Exam revision: tips and support

A wooden desk with a Mac laptop, cup of black coffee, notepad and pen and mobile phone.
Photo by Andrew Neel on Unsplash

This time of year is normally one of the busiest for the Libraries on campus. Instead, the Libraries are currently physically closed and both revision and exams are taking place at homes across the country (and possibly further afield!). While this ‘new normal’ might seem overwhelming at first, in many ways, it’s business as usual. Read on to find out how we can all work together to ensure you have the best possible revision and exam experience.

How the Library can help

First and foremost, Library services haven’t stopped while the University is closed, they’re simply operating differently right now.
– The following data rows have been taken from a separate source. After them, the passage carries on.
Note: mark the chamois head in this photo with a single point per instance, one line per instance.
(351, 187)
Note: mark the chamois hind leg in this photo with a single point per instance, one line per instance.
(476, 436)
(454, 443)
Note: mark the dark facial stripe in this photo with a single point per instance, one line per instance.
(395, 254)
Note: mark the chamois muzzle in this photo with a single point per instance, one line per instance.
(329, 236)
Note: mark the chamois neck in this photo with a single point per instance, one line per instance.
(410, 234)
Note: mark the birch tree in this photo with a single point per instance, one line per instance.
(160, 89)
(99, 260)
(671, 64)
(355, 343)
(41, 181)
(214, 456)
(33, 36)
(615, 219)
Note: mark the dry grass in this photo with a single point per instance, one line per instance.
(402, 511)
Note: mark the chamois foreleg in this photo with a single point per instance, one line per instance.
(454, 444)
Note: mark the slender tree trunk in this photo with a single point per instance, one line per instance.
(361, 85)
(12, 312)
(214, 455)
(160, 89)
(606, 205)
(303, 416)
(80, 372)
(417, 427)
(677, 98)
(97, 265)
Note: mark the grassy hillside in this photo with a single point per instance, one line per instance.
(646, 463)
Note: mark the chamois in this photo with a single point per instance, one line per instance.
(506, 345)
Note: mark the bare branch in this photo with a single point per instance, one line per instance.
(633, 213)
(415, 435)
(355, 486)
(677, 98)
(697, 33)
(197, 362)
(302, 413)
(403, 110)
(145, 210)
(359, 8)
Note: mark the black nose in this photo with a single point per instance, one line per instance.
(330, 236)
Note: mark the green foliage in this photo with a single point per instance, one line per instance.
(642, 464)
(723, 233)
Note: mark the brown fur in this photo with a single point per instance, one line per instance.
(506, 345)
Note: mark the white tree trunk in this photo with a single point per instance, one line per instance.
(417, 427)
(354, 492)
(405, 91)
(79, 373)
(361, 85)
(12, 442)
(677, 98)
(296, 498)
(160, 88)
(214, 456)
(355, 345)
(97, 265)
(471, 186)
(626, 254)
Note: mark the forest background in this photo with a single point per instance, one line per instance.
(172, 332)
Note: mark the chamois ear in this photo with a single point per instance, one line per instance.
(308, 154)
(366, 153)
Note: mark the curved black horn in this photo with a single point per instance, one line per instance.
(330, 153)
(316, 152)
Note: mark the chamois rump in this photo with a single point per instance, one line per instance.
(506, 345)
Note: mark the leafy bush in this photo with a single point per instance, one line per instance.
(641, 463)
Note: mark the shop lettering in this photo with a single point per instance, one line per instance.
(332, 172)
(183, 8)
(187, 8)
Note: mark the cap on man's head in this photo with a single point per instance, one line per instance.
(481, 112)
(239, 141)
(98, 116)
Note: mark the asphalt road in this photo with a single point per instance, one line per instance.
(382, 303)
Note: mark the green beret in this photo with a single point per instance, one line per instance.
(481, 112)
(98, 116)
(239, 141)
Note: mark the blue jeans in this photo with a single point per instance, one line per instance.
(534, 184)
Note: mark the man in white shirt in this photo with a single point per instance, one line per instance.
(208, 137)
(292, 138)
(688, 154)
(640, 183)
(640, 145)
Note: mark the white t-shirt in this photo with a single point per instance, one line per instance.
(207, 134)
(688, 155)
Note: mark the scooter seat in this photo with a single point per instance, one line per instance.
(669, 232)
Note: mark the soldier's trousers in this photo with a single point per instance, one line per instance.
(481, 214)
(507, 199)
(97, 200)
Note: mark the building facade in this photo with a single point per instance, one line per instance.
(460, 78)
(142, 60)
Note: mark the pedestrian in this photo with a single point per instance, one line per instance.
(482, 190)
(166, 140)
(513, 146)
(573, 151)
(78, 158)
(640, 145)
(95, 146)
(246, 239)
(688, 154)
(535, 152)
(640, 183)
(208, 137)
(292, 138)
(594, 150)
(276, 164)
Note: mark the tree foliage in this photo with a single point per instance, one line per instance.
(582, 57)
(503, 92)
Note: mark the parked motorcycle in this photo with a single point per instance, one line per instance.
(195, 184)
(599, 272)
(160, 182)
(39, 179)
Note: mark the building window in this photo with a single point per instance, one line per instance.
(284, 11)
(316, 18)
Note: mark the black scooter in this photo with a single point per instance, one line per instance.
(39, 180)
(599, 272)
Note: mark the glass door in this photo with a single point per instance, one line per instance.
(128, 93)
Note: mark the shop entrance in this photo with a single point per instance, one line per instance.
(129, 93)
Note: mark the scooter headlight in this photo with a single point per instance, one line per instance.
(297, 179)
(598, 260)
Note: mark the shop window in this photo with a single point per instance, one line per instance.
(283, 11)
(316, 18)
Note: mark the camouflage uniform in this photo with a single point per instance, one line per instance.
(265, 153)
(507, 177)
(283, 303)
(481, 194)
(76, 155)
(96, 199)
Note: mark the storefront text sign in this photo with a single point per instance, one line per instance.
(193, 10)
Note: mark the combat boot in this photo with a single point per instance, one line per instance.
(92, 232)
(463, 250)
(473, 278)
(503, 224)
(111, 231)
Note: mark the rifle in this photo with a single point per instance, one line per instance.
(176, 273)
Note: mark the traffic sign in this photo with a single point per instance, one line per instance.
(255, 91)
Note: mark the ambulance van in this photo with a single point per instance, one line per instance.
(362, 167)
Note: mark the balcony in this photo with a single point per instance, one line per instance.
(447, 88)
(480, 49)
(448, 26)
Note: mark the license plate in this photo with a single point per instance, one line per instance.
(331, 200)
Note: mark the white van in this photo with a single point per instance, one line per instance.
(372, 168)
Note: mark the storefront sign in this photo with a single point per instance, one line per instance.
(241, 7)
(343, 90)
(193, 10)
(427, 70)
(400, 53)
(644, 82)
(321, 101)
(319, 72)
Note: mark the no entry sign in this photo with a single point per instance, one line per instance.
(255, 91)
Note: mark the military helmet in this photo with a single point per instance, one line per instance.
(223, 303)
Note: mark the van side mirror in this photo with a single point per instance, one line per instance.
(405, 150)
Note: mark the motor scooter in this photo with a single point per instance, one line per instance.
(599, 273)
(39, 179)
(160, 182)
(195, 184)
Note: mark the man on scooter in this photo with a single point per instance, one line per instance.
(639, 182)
You’re still able to organize an online one-to-one appointment with your Liaison librarian or request that the Library purchase an e-book to assist your studies.

Your subject-specific guide also contains links to useful journals, databases and eBook collections that are tailored for your course. You may also find it helpful to browse through a list of newly-acquired online resources that the Library have purchased to better enable your studies from home.

There are a number of MCQ (multiple choice question) books available to read online to complement your revision. They cover subjects including: paediatrics, neurology and physiology.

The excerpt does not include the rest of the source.